López in the Time of Covid
Claudia López, who became mayor in 2020, campaigned against expanding TM and opposed it on Ave. Septima. Once Mayor, she scaled down Peñalosa’s plans on Septima and re-branded it a ‘green corridor.’ With the rebranding, the plan is moving forward. However, as she is finding constructing a second metro corridor prohibitively expensive, she is reconsidering her position against expanding TM. Being unable to stop its construction, the mayor went ahead with expanding TM onto Avenida 68, which is critical to easing overcrowding on the other trunks and feeding the metro. The planned TM trunk on Avenida Ciudad de Cali is also moving forward.

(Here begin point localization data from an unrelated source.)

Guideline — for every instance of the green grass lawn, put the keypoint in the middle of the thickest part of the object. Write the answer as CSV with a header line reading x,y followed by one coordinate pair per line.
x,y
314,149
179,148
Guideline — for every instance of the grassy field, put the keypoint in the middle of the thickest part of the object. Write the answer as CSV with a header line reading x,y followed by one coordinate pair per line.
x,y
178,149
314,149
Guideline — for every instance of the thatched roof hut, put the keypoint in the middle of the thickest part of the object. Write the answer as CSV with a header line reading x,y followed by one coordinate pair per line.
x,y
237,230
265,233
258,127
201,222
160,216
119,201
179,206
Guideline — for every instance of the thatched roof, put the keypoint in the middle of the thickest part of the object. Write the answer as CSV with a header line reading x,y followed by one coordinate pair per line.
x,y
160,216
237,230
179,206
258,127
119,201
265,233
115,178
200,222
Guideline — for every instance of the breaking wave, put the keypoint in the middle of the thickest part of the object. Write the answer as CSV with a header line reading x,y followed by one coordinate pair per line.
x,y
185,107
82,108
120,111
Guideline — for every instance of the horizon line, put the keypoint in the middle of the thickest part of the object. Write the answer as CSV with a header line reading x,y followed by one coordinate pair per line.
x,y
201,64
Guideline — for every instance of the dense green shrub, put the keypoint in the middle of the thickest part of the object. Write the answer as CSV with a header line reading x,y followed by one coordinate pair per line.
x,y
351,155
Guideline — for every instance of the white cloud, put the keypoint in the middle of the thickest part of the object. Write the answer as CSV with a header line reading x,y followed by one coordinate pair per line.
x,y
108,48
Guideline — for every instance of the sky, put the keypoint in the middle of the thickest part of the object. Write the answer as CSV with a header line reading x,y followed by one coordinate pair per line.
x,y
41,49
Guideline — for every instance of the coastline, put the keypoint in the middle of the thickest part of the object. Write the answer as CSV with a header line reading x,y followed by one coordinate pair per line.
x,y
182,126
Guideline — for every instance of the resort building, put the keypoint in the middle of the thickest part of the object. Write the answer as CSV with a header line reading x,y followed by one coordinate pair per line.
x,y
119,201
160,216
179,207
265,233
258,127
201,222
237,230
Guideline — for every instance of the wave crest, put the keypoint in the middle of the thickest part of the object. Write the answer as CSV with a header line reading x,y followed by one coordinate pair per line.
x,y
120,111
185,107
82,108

Then Covid struck. It took a huge toll on Colombia. GDP has plunged by more than 6%, and poverty has increased by 42%. Public transport has been hit particularly hard. After the first lockdown in 2020, the Ministry of Transport only allowed 35% occupancy in the system’s buses, later increased to 50% and again to 70%. However, demand has not yet recovered, and TM and the SITP local services are currently running at about 40% capacity.
In 2020 TM’s deficit increased by 135% percent compared to 2019, for a total of USD 610 million. Fare revenue dropped by around 50%.
Mayor López requested the national government’s help to finance the deficit. The Ministry of Finance had announced that the national government would provide a line of credit; however, no decision has been made. The national government currently faces the additional competing needs of buying more vaccines and providing relief to the people and businesses most hurt by the pandemic. To make matters worse, the income from its two leading exports — oil and coal — dropped by 39.5% compared to 2019.
To finance the deficit created by the skyrocketing expenses of the pandemic, President Ivan Duque’s government presented a tax package to the Congress in mid-April which would have raised $6 billion. According to the BBC, “The proposed reforms would have lowered the threshold at which salaries are taxed, affecting anyone with a monthly income of $656 or more.” This angered the left as well as other groups of young people including artists and indigenous groups. Mostly peaceful protests have turned violent, however, leading to ongoing bloodshed and damage to public and private property, including 40% of TM stations, and many TM and SITP buses. With Covid still raging, the President and the Mayor have attempted to stop the protests. The Finance Minister has been replaced, but there is no clarity on how the government will finance the increasing deficit and mounting social needs of pandemic-stricken Colombia.
All of this may derail some of the planned investments. Right now, bogotanos and the government are mostly concerned about how to stop the ongoing violence. When the smoke dissipates, hopefully Bogotá will get an affordable world class BRT on much-needed trunk corridors integrated with a high-capacity metro through part of the urban core. Perhaps Bogotá will again become an example of informal industry transition, but this time, with BRT, metro, and non-BRT services integrated into a seamless whole.